NYT: Afghan Troops REALLY Suck

The New York Times has been blogging about the indisputable suckitude of the Afghan forces’ marksmanship, discipline, strategy and every other conflict-related skill you can name. And we’ve been blogging their blogging, as bloggers are wont to do. Today’s installment—Afghan Marksmanship: Pointing, Not Aiming—takes the Taliban’s enemy (a.k.a. our friends) to task for, well, everything. Again. Starting with their abject refusal to shoulder their weapons: “During one brief firefight in Marja, we watched three Afghan soldiers lean their rifles on a wall and pull the triggers one-handed, sending rounds off into the sky at about a 20-degree angle. That’s not aiming, either. It’s barely even pointing.” Moving on to obscuring their gun sights: “Look closely at the soldier’s olive-green rifle sling – it is wrapped tightly around the front sight post of his assault rifle, blocking his sight picture. This rendered the sights useless.” To firing indiscriminately . . .

On this night, the Afghan soldiers on the listening post panicked, and opened fire. For several minutes they emptied their magazines into the darkness. It developed into a roaring crescendo of fire. What they were shooting at, no one could say.

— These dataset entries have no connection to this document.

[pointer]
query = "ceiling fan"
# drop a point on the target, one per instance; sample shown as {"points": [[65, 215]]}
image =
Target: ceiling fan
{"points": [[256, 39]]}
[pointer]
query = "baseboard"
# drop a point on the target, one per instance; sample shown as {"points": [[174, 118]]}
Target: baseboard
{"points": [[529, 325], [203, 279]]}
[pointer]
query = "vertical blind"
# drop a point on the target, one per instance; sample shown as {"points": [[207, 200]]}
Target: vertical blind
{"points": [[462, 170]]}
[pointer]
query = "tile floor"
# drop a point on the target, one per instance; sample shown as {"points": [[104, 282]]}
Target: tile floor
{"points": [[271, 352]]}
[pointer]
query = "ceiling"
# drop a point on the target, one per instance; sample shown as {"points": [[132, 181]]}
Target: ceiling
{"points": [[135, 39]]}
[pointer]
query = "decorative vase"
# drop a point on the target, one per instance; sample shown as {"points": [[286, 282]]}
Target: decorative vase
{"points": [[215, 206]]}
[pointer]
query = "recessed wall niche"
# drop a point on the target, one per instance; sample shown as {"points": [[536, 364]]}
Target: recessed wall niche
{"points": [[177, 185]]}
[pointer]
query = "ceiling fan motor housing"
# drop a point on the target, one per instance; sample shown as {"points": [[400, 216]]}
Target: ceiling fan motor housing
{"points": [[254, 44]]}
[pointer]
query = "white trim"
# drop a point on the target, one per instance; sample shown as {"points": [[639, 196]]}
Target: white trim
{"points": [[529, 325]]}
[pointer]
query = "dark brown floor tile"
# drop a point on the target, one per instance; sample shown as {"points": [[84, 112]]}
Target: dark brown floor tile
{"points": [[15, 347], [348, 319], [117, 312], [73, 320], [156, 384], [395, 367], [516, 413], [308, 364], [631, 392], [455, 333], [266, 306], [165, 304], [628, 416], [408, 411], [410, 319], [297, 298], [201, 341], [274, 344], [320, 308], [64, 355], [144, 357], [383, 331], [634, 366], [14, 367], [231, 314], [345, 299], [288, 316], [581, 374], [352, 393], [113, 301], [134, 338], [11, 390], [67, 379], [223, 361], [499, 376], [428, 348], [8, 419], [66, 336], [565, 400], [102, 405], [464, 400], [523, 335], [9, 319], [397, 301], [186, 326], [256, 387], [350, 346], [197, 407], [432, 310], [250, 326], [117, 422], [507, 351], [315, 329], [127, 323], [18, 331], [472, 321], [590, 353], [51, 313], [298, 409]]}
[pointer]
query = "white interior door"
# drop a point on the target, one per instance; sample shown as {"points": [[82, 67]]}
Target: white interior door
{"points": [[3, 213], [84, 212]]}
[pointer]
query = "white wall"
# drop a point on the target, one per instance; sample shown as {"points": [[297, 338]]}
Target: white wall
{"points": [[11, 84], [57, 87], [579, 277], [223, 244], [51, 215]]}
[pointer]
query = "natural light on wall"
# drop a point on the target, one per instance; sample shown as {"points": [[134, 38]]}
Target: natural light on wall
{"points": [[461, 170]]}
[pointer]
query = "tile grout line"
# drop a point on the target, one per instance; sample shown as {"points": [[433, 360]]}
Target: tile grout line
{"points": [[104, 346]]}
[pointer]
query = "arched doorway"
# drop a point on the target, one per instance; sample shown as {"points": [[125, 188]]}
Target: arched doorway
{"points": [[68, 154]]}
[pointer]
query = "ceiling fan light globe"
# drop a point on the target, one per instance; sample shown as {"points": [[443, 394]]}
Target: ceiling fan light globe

Are we done yet? In a very real sense, yes. C.J. Chivers circles back to his original point: America’s training of our Afghan allies really, really, really, REALLY sucks.

Unlike the Taliban, the Afghan Army has the backing of a large and well-off conventional military force . . . American taxpayers provide functioning equipment and underwrite formal training, along with mentoring in the field. But it is not unusual to see Afghan troops who seem, on patrol and in firefights, to have a very limited sense of basic fighting skills.

Has Mr. Chivers been handing out with British troops? That kind of understatement is normally reserved for Her Majesty’s subjects. An email sent to the NYT blogger by an American trainer tells the tale of our country’s epic failure to create a viable Afghan fighting force. What happens next is pretty easy to guess . . .

Soldiers are not required to qualify on their assigned weapon (M-16) prior to graduation. A fitness test is not required either. The list goes on and on. Soldiers “graduate” from basic and advanced training simply because they did not go AWOL. If they are present on graduation day then off they go to their units.